Instituição: Hospital Israelita Albert Einstein

Objetivo: Infecções virais foram previamente correlacionadas a estados protrombóticos, e a nova infecção pelo vírus Sars-COV-2 foi associada a níveis elevados de D-dímero, embora não haja relação causal bem estabelecida em literatura. Este trabalho tem como objetivo analisar a incidência, fatores populacionais, formas de tratamento e desfechos da ocorrência de eventos tromboembólicos venosos (TEV), em um grupo de 484 pacientes, hospitalizados por Covid-19, em um hospital quaternário.

Métodos: Um estudo retrospectivo foi conduzido através da análise de prontuário de pacientes que apresentaram TEV (trombose venosa profunda [TVP] e/ou embolia pulmonar [EP]) concomitantemente a um quadro de Covid-19, internados em um hospital quaternário de São Paulo – SP. A prevalência de TVP, características demográficas e clínicas, sítio de TVP e EP, variação do D-dímero, regime de anticoagulação, métodos terapêuticos adicionais e desfechos foram avaliados. Dados categóricos foram expressos como frequências absolutas e porcentagens, e dados contínuos, como médias com desvio padrão e valores mínimos e máximos. Os valores de D-dímero superiores a 3,000 ng/mL foram\ individualizados no segundo momento de ocorrência com uso do método de Bonferroni e comparados por meio de equações de estimativa generalizada. Os testes foram conduzidos com nível de significância de 5%.

Resultados: Um total de 484 casos confirmados de Covid-19 foram admitidos no serviço ao longo do tempo do estudo. Destes, 13 (2.68%) apresentaram TEV concomitante. TVP associada a EP ocorreu em cinco casos; EP isolada em dois casos e TVP isolada em seis casos. A maior parte dos casos ocorreu em regime de terapia intensiva. No momento atribuído ao início do quadro, os níveis de D-dímero foram superiores a 3,000ng/Ml em oito (80%) pacientes, o que representou uma diferença significativa com relação aos níveis admissionais (p < .05). Uma queda significativa também foi observada nos valores de D-dímero na alta hospitalar (p < .05). Todos os pacientes receberam tromboprofilaxia farmacológica e/ou anticoagulação conforme indicado. Ocorreram dois óbitos ao longo do tempo do estudo, ambos pacientes com comorbidades severas. À conclusão do protocolo do estudo, nove pacientes haviam recebido alta e dois permaneciam hospitalizados, mas não apresentavam sinais de piora do quadro de TEV.

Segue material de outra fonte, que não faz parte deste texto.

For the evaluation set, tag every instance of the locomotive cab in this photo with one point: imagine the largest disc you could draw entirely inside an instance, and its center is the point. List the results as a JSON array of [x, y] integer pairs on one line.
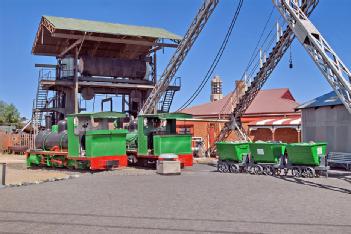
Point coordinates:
[[95, 141]]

Conclusão: A prevalência de TEV em pacientes hospitalizados por Covid-19 foi de 2.7%, sendo mais frequente a ocorrência em terapia intensiva.
A instituição precoce de profilaxia e de anticoagulação plena imediatamente após o diagnóstico de TEV, deve ser o objetivo para grupos dedicados ao cuidado deste tipo de paciente.